Pull Request Workflow
Create a pull request from your workspace:
Commit Changes
Use Source Control (Ctrl+Shift+G) to stage and commit with a descriptive message
Create PR
Click Workspace Actions → Create PR
Review
The PR is created from your workspace branch to the main branch
Cleaning Up Workspaces
When to Delete
| Scenario | Action |
|---|---|
| Work rebased | Delete workspace |
| Experiment failed | Delete workspace |
| Approach superseded | Delete workspace |
| Still active | Keep workspace |
How to Delete
You can delete a workspace in two ways:
- Click the trash icon near the workspace name in the Workspace Bar
- Hover over the workspace in the top bar and right-click to open the menu, then select Delete
An Archive option is also available in the right-click menu if you want to keep the workspace for later reference.

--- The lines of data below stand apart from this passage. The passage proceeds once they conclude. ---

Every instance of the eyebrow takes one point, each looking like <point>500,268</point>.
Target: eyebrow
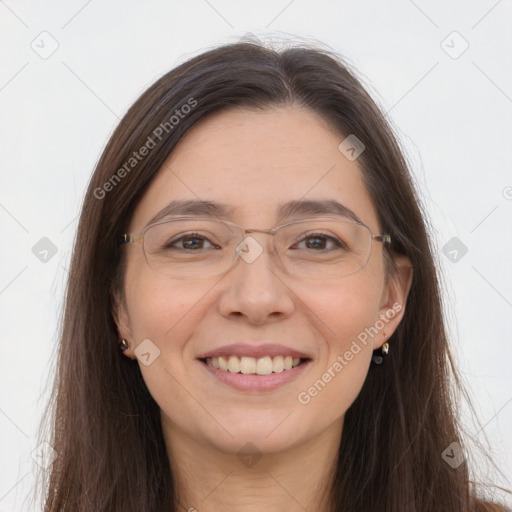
<point>297,208</point>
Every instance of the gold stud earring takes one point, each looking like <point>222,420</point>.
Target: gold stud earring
<point>385,345</point>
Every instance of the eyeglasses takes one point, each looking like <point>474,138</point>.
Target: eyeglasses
<point>198,248</point>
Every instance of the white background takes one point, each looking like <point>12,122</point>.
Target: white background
<point>453,116</point>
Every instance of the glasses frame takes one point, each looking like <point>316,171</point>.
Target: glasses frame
<point>138,238</point>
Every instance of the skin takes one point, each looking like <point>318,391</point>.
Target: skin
<point>254,161</point>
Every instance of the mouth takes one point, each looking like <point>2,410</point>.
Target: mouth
<point>254,375</point>
<point>262,366</point>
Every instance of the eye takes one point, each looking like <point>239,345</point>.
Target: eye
<point>190,241</point>
<point>320,242</point>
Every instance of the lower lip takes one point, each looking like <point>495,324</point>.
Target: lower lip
<point>257,383</point>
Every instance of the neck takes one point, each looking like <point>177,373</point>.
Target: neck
<point>207,479</point>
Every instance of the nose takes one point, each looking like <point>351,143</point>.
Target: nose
<point>255,288</point>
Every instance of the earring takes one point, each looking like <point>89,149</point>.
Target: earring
<point>377,358</point>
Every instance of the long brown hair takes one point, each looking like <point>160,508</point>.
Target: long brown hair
<point>102,421</point>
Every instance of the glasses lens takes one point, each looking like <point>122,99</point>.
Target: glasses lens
<point>323,248</point>
<point>191,248</point>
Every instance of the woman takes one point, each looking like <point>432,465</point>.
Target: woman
<point>253,319</point>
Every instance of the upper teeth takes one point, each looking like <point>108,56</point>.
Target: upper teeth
<point>261,366</point>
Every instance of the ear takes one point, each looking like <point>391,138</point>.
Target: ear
<point>122,320</point>
<point>394,298</point>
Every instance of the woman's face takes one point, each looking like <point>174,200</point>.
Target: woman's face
<point>255,162</point>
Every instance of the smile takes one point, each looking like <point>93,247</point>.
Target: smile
<point>252,365</point>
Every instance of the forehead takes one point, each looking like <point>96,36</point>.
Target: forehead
<point>256,161</point>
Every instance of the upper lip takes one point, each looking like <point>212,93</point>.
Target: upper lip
<point>256,351</point>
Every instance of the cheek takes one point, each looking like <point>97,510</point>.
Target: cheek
<point>346,310</point>
<point>162,310</point>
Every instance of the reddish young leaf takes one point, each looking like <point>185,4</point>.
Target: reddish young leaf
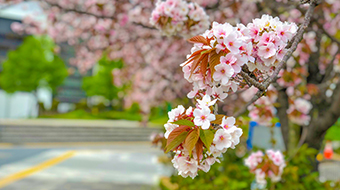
<point>204,65</point>
<point>191,140</point>
<point>214,59</point>
<point>176,132</point>
<point>184,122</point>
<point>176,142</point>
<point>198,39</point>
<point>199,149</point>
<point>207,137</point>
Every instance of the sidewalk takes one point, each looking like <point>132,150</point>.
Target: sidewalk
<point>69,123</point>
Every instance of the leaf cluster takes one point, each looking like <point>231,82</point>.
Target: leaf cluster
<point>33,64</point>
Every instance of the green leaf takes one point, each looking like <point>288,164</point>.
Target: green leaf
<point>191,140</point>
<point>207,137</point>
<point>176,132</point>
<point>184,122</point>
<point>177,141</point>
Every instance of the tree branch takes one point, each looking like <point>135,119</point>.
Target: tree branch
<point>296,39</point>
<point>282,114</point>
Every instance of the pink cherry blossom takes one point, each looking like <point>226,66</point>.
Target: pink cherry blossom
<point>203,117</point>
<point>222,139</point>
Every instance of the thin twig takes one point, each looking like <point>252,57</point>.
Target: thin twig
<point>296,40</point>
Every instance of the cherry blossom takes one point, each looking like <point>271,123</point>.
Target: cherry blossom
<point>203,117</point>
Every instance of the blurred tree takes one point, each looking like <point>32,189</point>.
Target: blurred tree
<point>102,83</point>
<point>34,64</point>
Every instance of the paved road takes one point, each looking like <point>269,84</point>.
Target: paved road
<point>115,166</point>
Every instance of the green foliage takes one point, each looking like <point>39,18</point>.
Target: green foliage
<point>299,172</point>
<point>232,174</point>
<point>34,64</point>
<point>101,84</point>
<point>333,133</point>
<point>229,174</point>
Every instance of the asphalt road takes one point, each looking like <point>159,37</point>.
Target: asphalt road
<point>84,167</point>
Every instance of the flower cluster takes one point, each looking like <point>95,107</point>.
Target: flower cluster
<point>173,17</point>
<point>298,111</point>
<point>198,138</point>
<point>262,111</point>
<point>269,165</point>
<point>219,54</point>
<point>270,37</point>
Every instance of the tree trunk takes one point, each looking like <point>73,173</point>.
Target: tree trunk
<point>282,114</point>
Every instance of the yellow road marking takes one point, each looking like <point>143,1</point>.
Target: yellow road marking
<point>68,144</point>
<point>22,174</point>
<point>6,145</point>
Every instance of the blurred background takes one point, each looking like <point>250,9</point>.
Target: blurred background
<point>71,119</point>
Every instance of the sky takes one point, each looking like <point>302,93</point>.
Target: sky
<point>19,11</point>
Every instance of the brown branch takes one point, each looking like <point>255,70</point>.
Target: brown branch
<point>296,40</point>
<point>330,67</point>
<point>282,114</point>
<point>252,81</point>
<point>328,35</point>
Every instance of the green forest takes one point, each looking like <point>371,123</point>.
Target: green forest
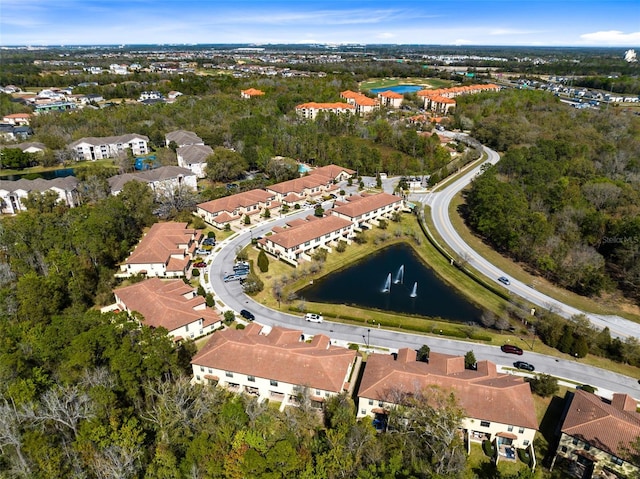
<point>565,197</point>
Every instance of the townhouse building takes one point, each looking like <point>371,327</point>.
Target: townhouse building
<point>595,435</point>
<point>13,192</point>
<point>311,110</point>
<point>498,407</point>
<point>231,209</point>
<point>302,238</point>
<point>277,364</point>
<point>251,93</point>
<point>170,304</point>
<point>98,148</point>
<point>367,210</point>
<point>165,251</point>
<point>309,187</point>
<point>194,158</point>
<point>362,103</point>
<point>390,99</point>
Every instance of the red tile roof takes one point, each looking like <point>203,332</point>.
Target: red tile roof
<point>278,355</point>
<point>310,230</point>
<point>361,205</point>
<point>163,303</point>
<point>609,427</point>
<point>483,394</point>
<point>230,203</point>
<point>299,185</point>
<point>391,94</point>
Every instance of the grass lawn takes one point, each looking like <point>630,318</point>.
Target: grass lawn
<point>428,83</point>
<point>518,271</point>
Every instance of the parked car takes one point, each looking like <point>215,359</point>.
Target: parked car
<point>523,365</point>
<point>510,348</point>
<point>314,318</point>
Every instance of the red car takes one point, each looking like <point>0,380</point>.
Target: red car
<point>509,348</point>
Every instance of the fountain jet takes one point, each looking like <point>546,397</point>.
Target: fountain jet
<point>387,284</point>
<point>399,275</point>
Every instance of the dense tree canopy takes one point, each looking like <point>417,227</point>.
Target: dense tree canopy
<point>565,198</point>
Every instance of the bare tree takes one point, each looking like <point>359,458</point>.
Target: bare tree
<point>11,423</point>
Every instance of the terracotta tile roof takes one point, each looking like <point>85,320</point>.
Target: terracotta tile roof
<point>483,394</point>
<point>359,206</point>
<point>170,304</point>
<point>278,355</point>
<point>308,231</point>
<point>160,242</point>
<point>390,94</point>
<point>605,426</point>
<point>230,203</point>
<point>326,106</point>
<point>253,92</point>
<point>332,171</point>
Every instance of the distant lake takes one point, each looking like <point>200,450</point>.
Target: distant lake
<point>399,89</point>
<point>362,285</point>
<point>47,175</point>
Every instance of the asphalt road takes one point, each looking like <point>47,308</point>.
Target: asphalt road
<point>386,341</point>
<point>440,202</point>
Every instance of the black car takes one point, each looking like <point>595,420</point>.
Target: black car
<point>509,348</point>
<point>523,365</point>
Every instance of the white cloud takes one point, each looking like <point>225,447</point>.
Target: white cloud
<point>511,31</point>
<point>612,37</point>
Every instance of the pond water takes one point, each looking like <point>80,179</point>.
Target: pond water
<point>47,175</point>
<point>399,89</point>
<point>396,280</point>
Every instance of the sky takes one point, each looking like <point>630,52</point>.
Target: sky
<point>607,23</point>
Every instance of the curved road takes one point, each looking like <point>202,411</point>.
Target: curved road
<point>440,202</point>
<point>384,341</point>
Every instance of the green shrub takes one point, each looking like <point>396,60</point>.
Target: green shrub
<point>543,385</point>
<point>524,456</point>
<point>487,447</point>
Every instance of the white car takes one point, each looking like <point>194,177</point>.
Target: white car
<point>314,318</point>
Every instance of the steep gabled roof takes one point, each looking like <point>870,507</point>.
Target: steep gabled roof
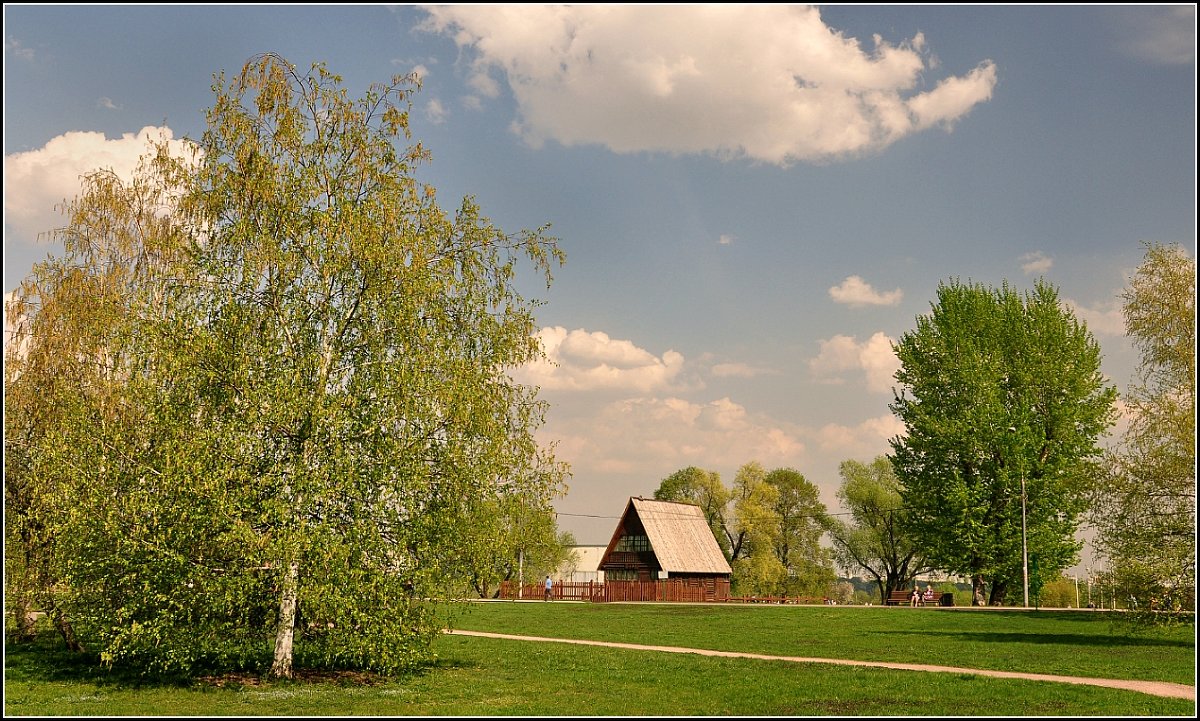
<point>681,536</point>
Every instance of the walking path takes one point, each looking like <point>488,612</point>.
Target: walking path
<point>1152,688</point>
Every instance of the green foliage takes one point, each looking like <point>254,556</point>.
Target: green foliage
<point>1145,504</point>
<point>772,533</point>
<point>879,540</point>
<point>1060,593</point>
<point>1003,403</point>
<point>268,392</point>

Uncommitted changes are lost when deleting a workspace. Always commit work before deleting.
Session Controls
Each workspace can contain multiple sessions. Control sessions using these actions:
| Action | Description |
|---|---|
| Stop | Terminate the session immediately |
| Delete | Remove session and clean up resources |
FAQs
Can I rename a workspace?
Not directly. Create a new workspace with the desired name, rebase changes, then delete the old workspace.
How much disk space does each workspace use?
Each workspace duplicates working files. If your project is 500MB, each workspace adds roughly 500MB. The .git directory is shared.
What happens if I delete the project folder?
All workspaces are inside the project folder. Deleting the project folder deletes all workspaces.